Deputado estadual foi eleito nesta quinta-feira (26) e poderia assumir a o governo do Rio de Janeiro

Reprodução/AlerjDouglas Ruas, presidente da Alerj

O Tribunal de Justiça do Rio de Janeiro (TJRJ) anulou no final da tarde desta quinta-feira (26) a eleição que nomeou o deputado estadual e pré-candidato ao governo, Douglas Ruas (PL-RJ), como presidente da Assembleia Legislativa do Estado do Rio de Janeiro (Alerj). O antigo presidente, Rodrigo Bacellar (União), teve o mandato cassado nesta semana.

A decisão veio poucas horas depois da votação em sessão extraordinária que elegeou Ruas como novo presidente da Alerj com 45 voto a favor e nenhum contra.

Segundo a desembargadora, Suely Lopes Magalhães, a votação só deveria acontecer depois da recontagem dos votos de Bacellar, aí sim, poderia haver a eleição de um novo presidente da Assembleia. O Tribunal Regional Eleitoral do Rio de Janeiro (TRE-RJ) convocou para terça-feira (31), às 15h, o reprocessamento da totalização dos votos das Eleições de 2022, para o cargo de deputado estadual.

“A media é motivada pela decisão do Tribunal Superior Eleitoral (TSE) que cassou o diploma do deputado estadual Rodrigo bacellar, ex-presidente da Assembleia Legislativa do Estado do Rio de Janeiro (Alerj), anulando os seus 97.822 voto”, diz a nota. Bacellar teve o mandato cassado na terça-feira (24), assim como o ex-governador do Rio de Janeiro, Cláudio Castro, que passou a ficar inelegível por 8 anos.

O que está acontecendo no Rio de Janeiro?

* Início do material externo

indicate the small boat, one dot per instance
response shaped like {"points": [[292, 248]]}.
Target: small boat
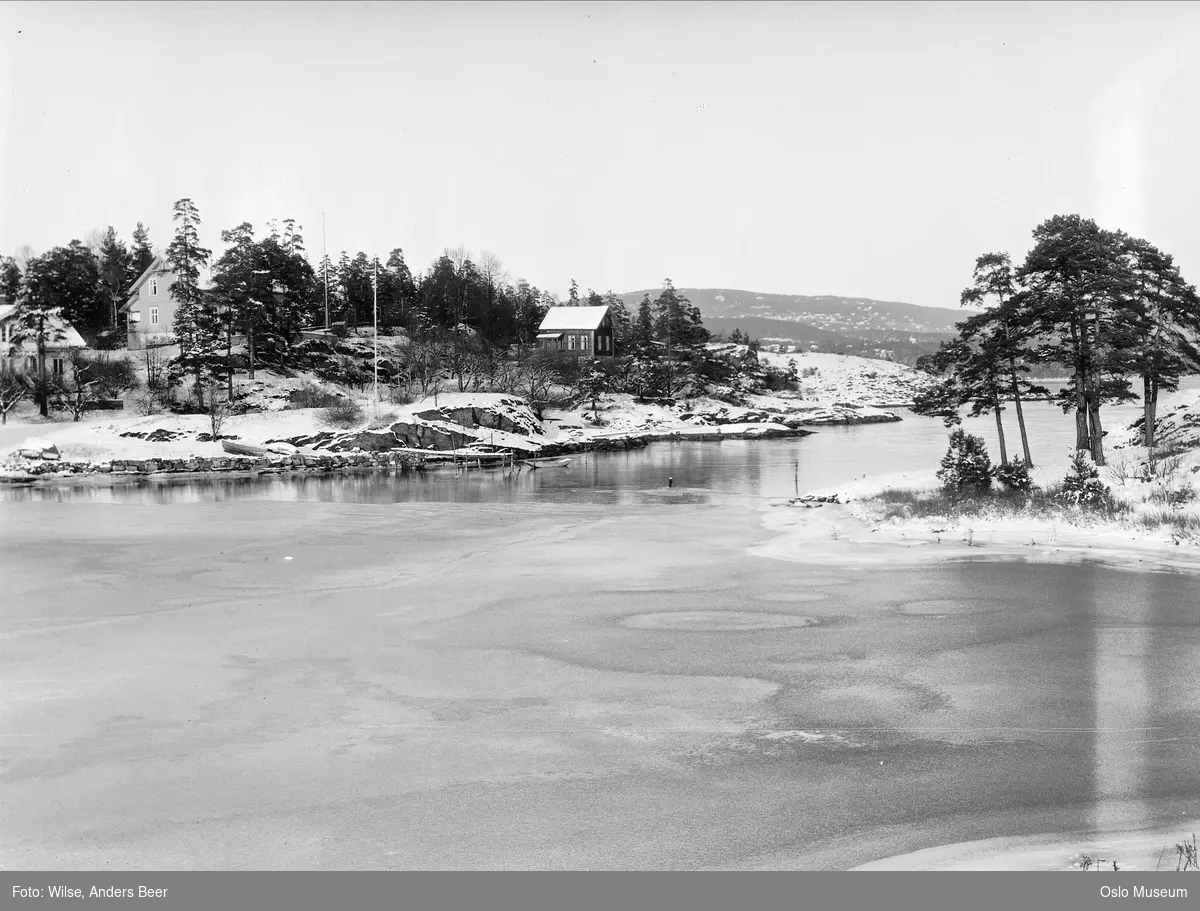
{"points": [[235, 448], [546, 462]]}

O Rio de Janeiro, no momento, se encontra sem governador. Cláudio Castro (PL-RJ) renunciou na segunda-feira (23) do cargo para concorrer ao Senado. A decisão veio um dia depois da votação do TSE que acusou o ex-governador de de abuso de poder político e econômico nas eleições de 2022 e tornou Castro inelegível por 8 anos. O placar foi de 5 a 2 pela condenação. Com a maioria, o ex-governador do Rio de Janeiro está inelegível até 2030, o que impede que ele dispute o Senado nas eleições deste ano.

Quem deveria assumir o governo era o vice-governador, Thiago Pampolha, entretanto, ele renunciou em 2025 e assumiu um cargo no Tribunal de Contas do Estado (TCE-RJ). Na linha sucessória, aparecia o presidente da Assembleia Legislativa do Rio de Janeiro (Alerj), Rodrigo Bacellar (União), entretanto, ele foi cassado na terça-feira na mesma votação que tornou Castro inelegível por 8 anos.

Atualmente quem ocupa essa função de governador é o presidente do Tribunal de Justiça do Rio, desembargador Ricardo Couto.